一方シェリーの胸元には起伏がある。身体のサイズが小さいので起伏も小さいが、俺たちと同じくらいの身体の大きさになったのならかなりのボリュームを持った起伏になることは間違いない。
「……いいわ、もうアタシのことは諦めた。アタシはこれからシェリーちゃんをどれだけ綺麗に着飾らせるかを目指すわ! そのためにも色々と知らなきゃいけないことがあるわ。
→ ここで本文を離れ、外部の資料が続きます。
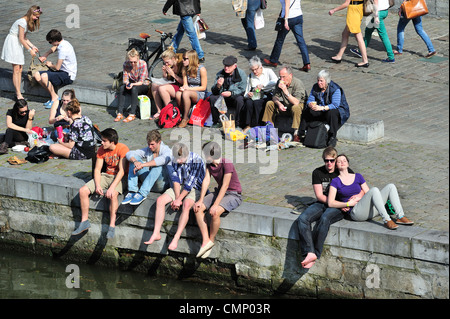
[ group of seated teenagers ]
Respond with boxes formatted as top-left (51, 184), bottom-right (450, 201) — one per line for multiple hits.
top-left (72, 128), bottom-right (242, 258)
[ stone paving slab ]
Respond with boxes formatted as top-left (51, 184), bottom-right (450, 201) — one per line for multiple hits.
top-left (0, 0), bottom-right (449, 231)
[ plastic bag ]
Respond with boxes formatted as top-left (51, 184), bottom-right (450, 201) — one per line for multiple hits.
top-left (194, 15), bottom-right (206, 40)
top-left (214, 95), bottom-right (228, 114)
top-left (255, 9), bottom-right (264, 30)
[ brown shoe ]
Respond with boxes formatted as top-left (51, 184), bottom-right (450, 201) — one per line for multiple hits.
top-left (395, 216), bottom-right (414, 226)
top-left (425, 51), bottom-right (436, 59)
top-left (384, 220), bottom-right (398, 230)
top-left (300, 63), bottom-right (311, 72)
top-left (178, 119), bottom-right (189, 128)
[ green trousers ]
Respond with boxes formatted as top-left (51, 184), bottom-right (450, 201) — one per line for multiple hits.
top-left (364, 10), bottom-right (394, 59)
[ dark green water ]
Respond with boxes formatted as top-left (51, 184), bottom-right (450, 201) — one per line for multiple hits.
top-left (0, 250), bottom-right (267, 299)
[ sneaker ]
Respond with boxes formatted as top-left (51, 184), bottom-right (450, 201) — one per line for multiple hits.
top-left (350, 49), bottom-right (362, 58)
top-left (395, 216), bottom-right (414, 226)
top-left (106, 226), bottom-right (116, 239)
top-left (72, 220), bottom-right (91, 235)
top-left (130, 193), bottom-right (145, 205)
top-left (384, 220), bottom-right (398, 230)
top-left (381, 58), bottom-right (395, 63)
top-left (122, 192), bottom-right (134, 205)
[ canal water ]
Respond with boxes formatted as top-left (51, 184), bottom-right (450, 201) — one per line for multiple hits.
top-left (0, 250), bottom-right (267, 299)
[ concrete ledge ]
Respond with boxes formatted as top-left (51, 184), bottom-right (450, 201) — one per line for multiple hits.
top-left (337, 117), bottom-right (384, 143)
top-left (0, 168), bottom-right (449, 298)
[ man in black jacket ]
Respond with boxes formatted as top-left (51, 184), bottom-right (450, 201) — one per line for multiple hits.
top-left (163, 0), bottom-right (205, 62)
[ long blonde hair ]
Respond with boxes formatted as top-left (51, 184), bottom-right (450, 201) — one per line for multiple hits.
top-left (25, 5), bottom-right (42, 32)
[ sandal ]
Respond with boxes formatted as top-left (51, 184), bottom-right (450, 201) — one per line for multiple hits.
top-left (123, 114), bottom-right (136, 123)
top-left (153, 112), bottom-right (161, 120)
top-left (114, 113), bottom-right (123, 122)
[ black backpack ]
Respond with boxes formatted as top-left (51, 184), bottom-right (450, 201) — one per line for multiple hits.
top-left (303, 121), bottom-right (328, 148)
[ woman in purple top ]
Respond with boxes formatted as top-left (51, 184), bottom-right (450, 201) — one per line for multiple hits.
top-left (194, 142), bottom-right (242, 259)
top-left (328, 154), bottom-right (414, 229)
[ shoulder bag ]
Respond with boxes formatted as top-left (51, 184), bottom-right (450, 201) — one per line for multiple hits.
top-left (400, 0), bottom-right (428, 19)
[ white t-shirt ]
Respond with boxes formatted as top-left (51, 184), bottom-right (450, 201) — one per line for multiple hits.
top-left (56, 39), bottom-right (77, 81)
top-left (378, 0), bottom-right (389, 11)
top-left (280, 0), bottom-right (303, 19)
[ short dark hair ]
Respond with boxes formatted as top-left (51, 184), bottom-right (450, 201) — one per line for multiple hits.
top-left (45, 29), bottom-right (62, 42)
top-left (100, 128), bottom-right (119, 144)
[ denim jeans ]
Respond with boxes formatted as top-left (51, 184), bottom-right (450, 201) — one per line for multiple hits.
top-left (172, 16), bottom-right (205, 59)
top-left (128, 163), bottom-right (170, 197)
top-left (297, 202), bottom-right (344, 258)
top-left (270, 15), bottom-right (309, 65)
top-left (241, 0), bottom-right (261, 49)
top-left (397, 17), bottom-right (435, 53)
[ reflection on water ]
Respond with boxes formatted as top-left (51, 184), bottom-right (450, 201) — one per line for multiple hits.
top-left (0, 250), bottom-right (261, 299)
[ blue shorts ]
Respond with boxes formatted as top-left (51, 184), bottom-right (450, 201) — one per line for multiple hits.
top-left (39, 71), bottom-right (73, 86)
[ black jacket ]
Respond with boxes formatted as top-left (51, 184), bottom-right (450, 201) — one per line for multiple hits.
top-left (163, 0), bottom-right (201, 17)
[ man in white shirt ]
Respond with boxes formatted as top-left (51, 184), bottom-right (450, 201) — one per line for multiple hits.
top-left (34, 29), bottom-right (77, 108)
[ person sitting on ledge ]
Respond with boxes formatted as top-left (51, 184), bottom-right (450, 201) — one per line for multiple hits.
top-left (327, 154), bottom-right (414, 230)
top-left (122, 130), bottom-right (172, 205)
top-left (144, 143), bottom-right (205, 250)
top-left (50, 99), bottom-right (95, 160)
top-left (72, 128), bottom-right (129, 238)
top-left (194, 142), bottom-right (242, 259)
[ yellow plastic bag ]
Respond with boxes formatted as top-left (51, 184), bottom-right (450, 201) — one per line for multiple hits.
top-left (138, 95), bottom-right (152, 120)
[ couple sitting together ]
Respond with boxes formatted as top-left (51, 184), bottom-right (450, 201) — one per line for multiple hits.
top-left (297, 147), bottom-right (414, 268)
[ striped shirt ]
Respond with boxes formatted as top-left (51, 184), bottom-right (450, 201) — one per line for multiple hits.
top-left (167, 152), bottom-right (205, 192)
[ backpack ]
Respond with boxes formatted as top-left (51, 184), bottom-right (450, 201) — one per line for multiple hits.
top-left (158, 102), bottom-right (181, 128)
top-left (303, 121), bottom-right (328, 148)
top-left (25, 145), bottom-right (51, 163)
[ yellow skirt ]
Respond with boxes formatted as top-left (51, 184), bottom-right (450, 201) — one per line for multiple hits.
top-left (347, 4), bottom-right (363, 33)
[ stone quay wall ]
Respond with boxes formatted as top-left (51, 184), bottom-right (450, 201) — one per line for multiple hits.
top-left (0, 168), bottom-right (449, 299)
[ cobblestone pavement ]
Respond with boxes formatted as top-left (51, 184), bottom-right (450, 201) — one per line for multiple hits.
top-left (0, 0), bottom-right (449, 231)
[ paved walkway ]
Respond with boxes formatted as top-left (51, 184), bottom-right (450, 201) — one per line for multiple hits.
top-left (0, 0), bottom-right (449, 231)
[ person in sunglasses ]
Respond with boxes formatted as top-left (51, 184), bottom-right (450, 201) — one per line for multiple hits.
top-left (297, 146), bottom-right (353, 269)
top-left (0, 99), bottom-right (35, 154)
top-left (34, 29), bottom-right (78, 108)
top-left (1, 6), bottom-right (42, 100)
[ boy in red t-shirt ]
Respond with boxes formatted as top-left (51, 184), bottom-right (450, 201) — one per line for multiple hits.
top-left (72, 128), bottom-right (129, 238)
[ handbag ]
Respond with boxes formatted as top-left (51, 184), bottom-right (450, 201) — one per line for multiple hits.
top-left (27, 57), bottom-right (50, 86)
top-left (400, 0), bottom-right (428, 19)
top-left (189, 97), bottom-right (211, 126)
top-left (275, 0), bottom-right (295, 31)
top-left (303, 121), bottom-right (328, 148)
top-left (363, 0), bottom-right (375, 17)
top-left (259, 0), bottom-right (267, 10)
top-left (197, 18), bottom-right (209, 32)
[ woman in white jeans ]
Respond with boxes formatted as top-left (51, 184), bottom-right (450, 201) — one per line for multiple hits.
top-left (328, 154), bottom-right (414, 229)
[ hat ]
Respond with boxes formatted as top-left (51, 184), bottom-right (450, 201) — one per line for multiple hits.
top-left (222, 55), bottom-right (237, 65)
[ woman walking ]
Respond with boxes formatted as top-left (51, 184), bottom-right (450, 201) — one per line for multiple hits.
top-left (263, 0), bottom-right (311, 72)
top-left (2, 6), bottom-right (42, 100)
top-left (328, 0), bottom-right (369, 68)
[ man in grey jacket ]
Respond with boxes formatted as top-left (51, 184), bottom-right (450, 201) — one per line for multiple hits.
top-left (209, 55), bottom-right (247, 127)
top-left (162, 0), bottom-right (205, 62)
top-left (122, 130), bottom-right (172, 205)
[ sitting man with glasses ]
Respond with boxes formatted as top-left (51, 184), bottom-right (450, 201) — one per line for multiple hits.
top-left (297, 146), bottom-right (360, 269)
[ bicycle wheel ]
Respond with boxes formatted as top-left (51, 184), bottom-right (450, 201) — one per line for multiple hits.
top-left (148, 58), bottom-right (164, 79)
色々とね……」
「は、はは……お手柔らかに……」
復活した初美が獲物を狙う獣のような目でシェリーを見るが、当のシェリーはそこに何らかの異様な雰囲気を感じ取ったらしく、若干顔を引きつらせている。まぁ俺としてはシェリーの生活面のサポートをしてもらえるのは有難いが、こいつもいずれ東京に戻らなきゃならないはず。その間にどれだけ準備出来るかだな。
「あ、そうだ。お兄ちゃん、アタシ会社辞めるから、アタシの部屋使うよ」
「自分の部屋だから好きにすれば……何だって?」
何気なく初美が放った一言は、決して軽々しく言っていい言葉じゃなかった。